Le jour où mon père s ‘est tu / Virginie Linhart / Points Seuil / 6.50€

 

                                                        

C’est donc moi qui aie clôturé la séance avec le recueil de poèmes de Joséphine Bacon, Uiesh paru aux éditions Mémoires d’encrier. Reçu la veille au soir, je l’ai ouvert et refermé uniquement à la fin de ma lecture. Relu au réveil le lendemain matin. Immense coup de cœur poétique. Un recueil de poèmes vivifiants et lumineux. L’âge de la sagesse, l’héritage de ses ancêtres innus, l’hiver, la nature, les cieux, le vent, sont autant de thématiques abordés avec une puissance implacable ! Nous avons lu chacun plusieurs textes et ce fût un merveilleux moment de partage.

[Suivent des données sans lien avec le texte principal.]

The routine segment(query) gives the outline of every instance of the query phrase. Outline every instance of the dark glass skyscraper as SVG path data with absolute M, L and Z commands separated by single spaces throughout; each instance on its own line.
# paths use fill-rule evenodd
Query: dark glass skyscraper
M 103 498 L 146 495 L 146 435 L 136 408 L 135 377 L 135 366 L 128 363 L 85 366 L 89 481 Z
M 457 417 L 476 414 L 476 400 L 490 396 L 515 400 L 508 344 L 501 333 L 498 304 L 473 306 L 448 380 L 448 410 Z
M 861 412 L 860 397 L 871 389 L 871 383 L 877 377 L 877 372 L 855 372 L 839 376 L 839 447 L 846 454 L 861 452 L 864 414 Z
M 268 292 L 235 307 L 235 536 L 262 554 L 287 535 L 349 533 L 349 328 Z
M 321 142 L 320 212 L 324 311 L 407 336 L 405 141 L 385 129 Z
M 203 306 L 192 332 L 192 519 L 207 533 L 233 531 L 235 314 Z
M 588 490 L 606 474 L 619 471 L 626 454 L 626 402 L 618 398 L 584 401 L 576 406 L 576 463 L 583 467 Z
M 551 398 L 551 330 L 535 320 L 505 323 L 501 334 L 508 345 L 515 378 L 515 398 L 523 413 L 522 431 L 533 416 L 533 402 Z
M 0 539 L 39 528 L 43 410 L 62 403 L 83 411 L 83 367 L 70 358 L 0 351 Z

« Je vis la grandeur du vent / Je sens sa beauté / Le vent me prend dans ses bras / Il souffle un air mélodieux / Que j’aimerais écrire. « 

Uiesh / Joséphine Bacon / Mémoire d’encrier / 12€

LA NUIT DU CŒUR

La nuit du coeur de Christian Bobin aux éditions Gallimard

Le livre le plus poétique de la rentrée littéraire. Conques. L’auteur s’y rend et tombe en admiration devant son abbatiale. L’inspiration lui vient du plus loin du XIème siècle et le transcende. Réflexions sur l’écriture, l’inspiration, l’amour se succèdent dans un entrelacs poétique. 104 chapitres comme autant d’étapes pour atteindre l’extase littéraire. Un pur joyau à lire, à relire. Comme le dit si bien Christian Bobin « les livres aimés sont des moulins à prières. » Je valide ! J’ai donc déjà lu et relu, surligé et appris certains passages. SUBLIME !

La nuit du coeur/Christian Bobin/éditions Gallimard/  18€

Une drôle de femme

Une drôle de femme de Leylâ Erbil  chez Belleville éditions

À lire et à offrir sans modération !

Connaissez-vous Leylâ Erbil ? Moi non, et pourtant c’est une auteure incontournable quand on parle de littérature turque. Merci aux éditions Belleville de nous donner à lire en français pour la première fois ce texte écrit en 1971 et d’en avoir pensé les moindres détails pour en faire plus qu’un livre (cadeaux et autres bonus à la fin du roman). Unique romancière à avoir été nommée pour le prix Nobel en Turquie, féministe et socialiste dont la traduction est aujourd’hui recommandée par l’UNESCO et défendue par Aslı Erdoğan :  » J’envie le lecteur qui va découvrir l’une des virtuose de la littérature turque. Leylâ Erbil est une plume hors pair, qui ne connaît ni la facilité, ni le superflu, ni la complaisance. « 

C’est l’histoire de Nermin, jeune étudiante dans les années 50 en Turquie, passionnée de poésie et de littérature ; c’est aussi l’histoire de son père, pêcheur ancien soldat ; c’est aussi l’histoire de la mère de Nermin, la mort de son seul fils, son chagrin et le rapport quelle entretien avec sa seule fille ; c’est aussi l’histoire de la Turquie , ses combats, ses guerres. Chacun prend la parole de manière à nous raconter son point de vue et dans la dernière partie une narratrice prend le relais. L’écriture de Leylâ Erbil est précise et s’adapte suivant les personnages. Ça fait tellement du bien de lire un livre où le lecteur est acteur. Je me suis sentie complètement impliquée dans leurs démarches, leurs épreuves ou leurs émotions. C’est donc une lecture nécessaire et à plus d’un titre. Un roman qui montre comment faire valoir ses opinions dans un pays où la femme ne peut être considérée comme une intellectuelle à part entière, comme une femme éprouvant ses propres désirs, comme une femme simplement, pas une mère, … Leylâ Erbil fait de Nermin une héroïne complexe, balancée entre son combat de femme et de combattante pour son peuple avec ses idéaux communistes. Incontournable !

Il y aurait tant à dire sur ce texte…Le mieux est de vous laisser le découvrir.